Des manifestations jurisprudentielles se sont montrées plus souple. C’est ainsi que des arrêts ont considéré qu’une secrétaire médicale d’un hôpital public est liée à son employeur par un contrat administratif. Pourtant si on applique la grille de lecture « Mazerand » une secrétaire médicale ne soigne pas, elle ne participe donc pas a l’exécution même du service public. En dépit de cela, le Conseil d’Etat jugera qu’il y a bien participation à l’exécution même du service public se traduira désormais par tâches dont l’accomplissement est une condition d’une bonne exécution du service public.
Arrêt du tribunal des conflits du 25 Mars 1996, Berkani. Dans cet arrêt, le tribunal des conflits pose que de façon générale, les agents exécutants ou participant à l’exécution d’une mission de service public administratif sont des contractuels de droit public, à condition que l’employeur soit une personne publique. 
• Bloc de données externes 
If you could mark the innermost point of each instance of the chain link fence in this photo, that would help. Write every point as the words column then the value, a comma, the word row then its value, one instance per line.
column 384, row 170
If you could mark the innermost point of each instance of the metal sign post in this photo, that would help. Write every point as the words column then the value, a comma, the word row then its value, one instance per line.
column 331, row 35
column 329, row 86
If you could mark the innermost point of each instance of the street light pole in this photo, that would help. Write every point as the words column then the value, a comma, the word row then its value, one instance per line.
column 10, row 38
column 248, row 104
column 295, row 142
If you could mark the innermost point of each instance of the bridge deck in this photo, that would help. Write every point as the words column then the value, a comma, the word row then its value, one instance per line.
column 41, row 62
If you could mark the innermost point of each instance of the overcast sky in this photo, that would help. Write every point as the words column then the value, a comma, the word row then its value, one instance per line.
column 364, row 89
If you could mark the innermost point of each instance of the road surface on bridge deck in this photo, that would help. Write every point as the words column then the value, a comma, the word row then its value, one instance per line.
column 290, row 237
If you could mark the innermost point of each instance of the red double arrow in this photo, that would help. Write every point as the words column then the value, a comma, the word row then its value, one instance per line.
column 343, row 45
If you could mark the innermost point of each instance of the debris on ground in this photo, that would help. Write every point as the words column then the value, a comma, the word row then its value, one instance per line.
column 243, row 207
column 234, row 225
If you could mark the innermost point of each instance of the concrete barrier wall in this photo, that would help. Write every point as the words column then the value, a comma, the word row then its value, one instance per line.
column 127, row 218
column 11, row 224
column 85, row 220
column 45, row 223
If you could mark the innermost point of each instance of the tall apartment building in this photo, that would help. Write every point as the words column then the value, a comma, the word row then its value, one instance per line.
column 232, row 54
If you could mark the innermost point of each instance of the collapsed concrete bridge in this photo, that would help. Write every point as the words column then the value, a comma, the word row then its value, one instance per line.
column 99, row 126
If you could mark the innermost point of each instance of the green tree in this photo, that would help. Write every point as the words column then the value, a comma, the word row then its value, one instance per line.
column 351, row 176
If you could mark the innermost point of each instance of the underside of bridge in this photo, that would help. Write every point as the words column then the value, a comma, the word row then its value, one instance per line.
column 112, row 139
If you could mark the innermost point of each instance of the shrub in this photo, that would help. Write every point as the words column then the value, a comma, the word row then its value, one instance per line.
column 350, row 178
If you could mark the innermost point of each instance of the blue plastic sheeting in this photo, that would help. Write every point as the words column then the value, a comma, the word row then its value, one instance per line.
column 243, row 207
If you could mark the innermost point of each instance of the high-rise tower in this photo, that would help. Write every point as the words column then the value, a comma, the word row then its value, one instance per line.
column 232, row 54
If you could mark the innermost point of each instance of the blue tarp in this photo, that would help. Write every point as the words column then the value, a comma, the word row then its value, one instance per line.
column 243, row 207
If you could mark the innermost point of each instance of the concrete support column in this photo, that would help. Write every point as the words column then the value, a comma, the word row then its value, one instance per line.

b)      Le critère relatif aux clauses du contrat

Il existe une perspective traditionnelle et une perspective plus renouvelée.

Perspective traditionnelle : Ce critère des clauses du contrat amène le juge à examiner les diverses clauses d’un contrat pour identifier celles qui ont un caractère exorbitant du droit commun. Traditionnellement, par clause exorbitante du droit commun on entend des clauses qui ne sont pas nécessairement illicite dans des contrats de droit privé, mais des clauses qui n’en sont pas moins inusuelles dans de tels contrats. Cela signifie que dans cette perspective traditionnelle, la clause est exorbitante au regard de sa nature.
Mais compte tenu des phénomènes de rapprochement. La clause est exorbitante à l’égard de son objet. Une clause exorbitante est alors une clause permettant la réalisation prioritaire de l’intérêt général. La clause exorbitante sera par exemple la clause qui permettra à une personne publique de modifier unilatéralement le contrat. Ce sera aussi une clause qui permet  à une personne publique de résilier avant terme le contrat en l’absence de toute faute du cocontractant.
Avec cette vision de la clause exorbitante, il y a l’œuvre une méthode d’analyse un peu raide. Si une clause sur 50 est exorbitante alors le contrat sera regardé comme étant administratif.

Alors au fil du temps, la jurisprudence a pris quelque liberté avec l’approche traditionnelle de la clause exorbitante. Certains arrêts ont privilégié une démarche impressionniste, synthétique. Ce qui a été recherché, par delà de la lecture clause par clause, est la teneur général d’un contrat.

Exemple : arrêt du Conseil d’Etat du 9 Janvier 1973, Société d’exploitation électrique de la rivière du Sant. Dans cette espèce, on lit des termes tout à fait significatifs dans les conclusions du commissaire du gouvernement. Ce dernier a recherché « une ambiance de droit public » dans le contrat. Il ne s’agit plus de lire ponctuellement les contrats mais on recherche à se faire ne impression d’ensemble à la lecture du contrat. Il y a beaucoup de subjectivité et d’incertitudes pour les requérants.